De la cocina indígena de una hacienda apurimeña a las cátedras de San Marcos y La Molina, José María Arguedas (1911–1969) llevó la cosmovisión andina al centro del debate intelectual peruano. Este reportaje reconstruye, en cuatro líneas de tiempo paralelas, al antropólogo detrás del novelista.
EL RESUMEN DEL ANTROPÓLOGO
José María Arguedas Altamirano (Andahuaylas, 1911 – Lima, 1969) no fue solo el gran novelista del Perú andino: fue un antropólogo y etnógrafo pionero que, desde el Museo de la Cultura Peruana, la Casa de la Cultura y la Universidad Nacional Agraria La Molina, demostró —con trabajo de campo en Puquio, en el valle del Mantaro y hasta en los pueblos de Zamora, España— que el llamado "indio" no era un ser inferior ni un resto arqueológico, sino el portador de una cultura compleja, viva y vigente. Su defensa de la cosmovisión andina culminó en dos hitos: el discurso "No soy un aculturado" (1968), donde reivindicó el derecho del Perú a ser plural sin renunciar a ninguna de sus sangres, y la traducción del manuscrito de Huarochirí (1966), que devolvió al país un texto fundacional escrito en quechua a fines del siglo XVI.
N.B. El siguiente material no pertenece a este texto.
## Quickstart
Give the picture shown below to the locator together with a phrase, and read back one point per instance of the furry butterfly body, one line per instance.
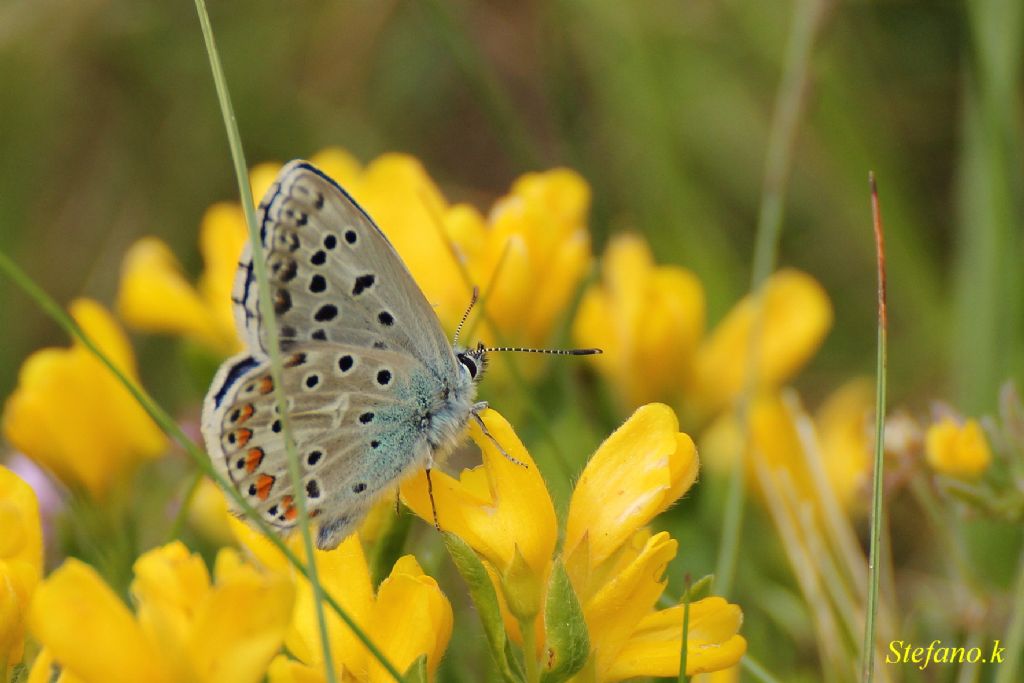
(374, 389)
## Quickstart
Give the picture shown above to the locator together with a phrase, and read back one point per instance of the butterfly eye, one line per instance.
(468, 364)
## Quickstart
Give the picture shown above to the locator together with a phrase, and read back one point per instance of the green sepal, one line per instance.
(417, 672)
(522, 588)
(481, 590)
(567, 643)
(698, 590)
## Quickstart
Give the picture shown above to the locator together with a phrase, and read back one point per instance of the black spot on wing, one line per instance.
(237, 371)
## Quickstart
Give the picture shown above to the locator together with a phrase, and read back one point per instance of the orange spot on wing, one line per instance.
(264, 482)
(291, 512)
(253, 459)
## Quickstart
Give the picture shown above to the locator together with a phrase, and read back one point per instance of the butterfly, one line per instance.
(375, 391)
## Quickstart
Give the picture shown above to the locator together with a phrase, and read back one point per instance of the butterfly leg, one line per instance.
(430, 495)
(479, 407)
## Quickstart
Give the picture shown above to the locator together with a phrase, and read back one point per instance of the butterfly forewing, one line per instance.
(334, 275)
(373, 387)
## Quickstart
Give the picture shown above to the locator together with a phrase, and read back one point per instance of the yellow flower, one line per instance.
(712, 643)
(20, 561)
(796, 316)
(501, 509)
(648, 319)
(408, 617)
(73, 417)
(730, 675)
(844, 426)
(615, 566)
(839, 439)
(185, 628)
(650, 322)
(957, 451)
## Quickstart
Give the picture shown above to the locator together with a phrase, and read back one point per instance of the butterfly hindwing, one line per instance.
(353, 415)
(373, 388)
(334, 276)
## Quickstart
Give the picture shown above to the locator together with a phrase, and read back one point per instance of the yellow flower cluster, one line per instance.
(20, 561)
(649, 319)
(407, 617)
(838, 439)
(958, 451)
(73, 417)
(614, 564)
(185, 628)
(535, 237)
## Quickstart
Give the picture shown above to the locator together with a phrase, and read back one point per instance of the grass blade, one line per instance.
(873, 565)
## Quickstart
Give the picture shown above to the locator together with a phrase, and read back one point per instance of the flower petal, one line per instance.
(956, 451)
(797, 315)
(638, 472)
(412, 617)
(154, 295)
(241, 625)
(72, 416)
(89, 631)
(712, 643)
(515, 509)
(647, 319)
(617, 607)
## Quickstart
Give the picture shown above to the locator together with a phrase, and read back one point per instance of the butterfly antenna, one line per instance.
(550, 351)
(472, 302)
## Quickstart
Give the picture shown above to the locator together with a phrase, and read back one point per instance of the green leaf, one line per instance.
(417, 672)
(485, 599)
(699, 590)
(567, 641)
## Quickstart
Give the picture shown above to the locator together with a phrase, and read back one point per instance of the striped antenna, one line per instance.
(551, 351)
(472, 302)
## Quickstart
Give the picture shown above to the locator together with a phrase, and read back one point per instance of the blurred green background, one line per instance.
(110, 130)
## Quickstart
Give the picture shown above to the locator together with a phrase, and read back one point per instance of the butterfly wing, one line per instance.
(334, 275)
(353, 414)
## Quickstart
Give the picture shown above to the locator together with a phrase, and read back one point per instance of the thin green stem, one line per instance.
(272, 343)
(807, 18)
(882, 365)
(1009, 670)
(172, 429)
El niño que aprendió etnografía en una cocina
El trabajo de campo de Arguedas empezó antes de que el término existiera para él. Nació en Andahuaylas, Apurímac, el 18 de enero de 1911. Su madre, Victoria Altamirano, murió cuando José María tenía tres años. Su padre, el abogado itinerante Víctor Manuel Arguedas, se volvió a casar con Grimanesa Arangoitia, una hacendada de San Juan de Lucanas, Ayacucho, dueña —según el propio escritor— de "la mitad del pueblo".
La madrastra, contaría Arguedas, le tenía "tanto desprecio y tanto rencor como a los indios" y decidió que el niño viviera en la cocina, con la servidumbre indígena. De esa herida nació un don: el quechua se le hizo lengua materna del corazón antes de que el castellano fuera oficio.
En 1921, huyendo de los maltratos de su hermanastro mayor, José María y su hermano Arístides se refugiaron en la hacienda Viseca, propiedad de un tío. Allí, entre los comuneros de Utek', vivió lo que después llamó la época más feliz de su vida, "bajo el infinito amparo de los comuneros quechuas". Cualquier antropólogo posterior envidiaría ese permiso para mirar desde adentro.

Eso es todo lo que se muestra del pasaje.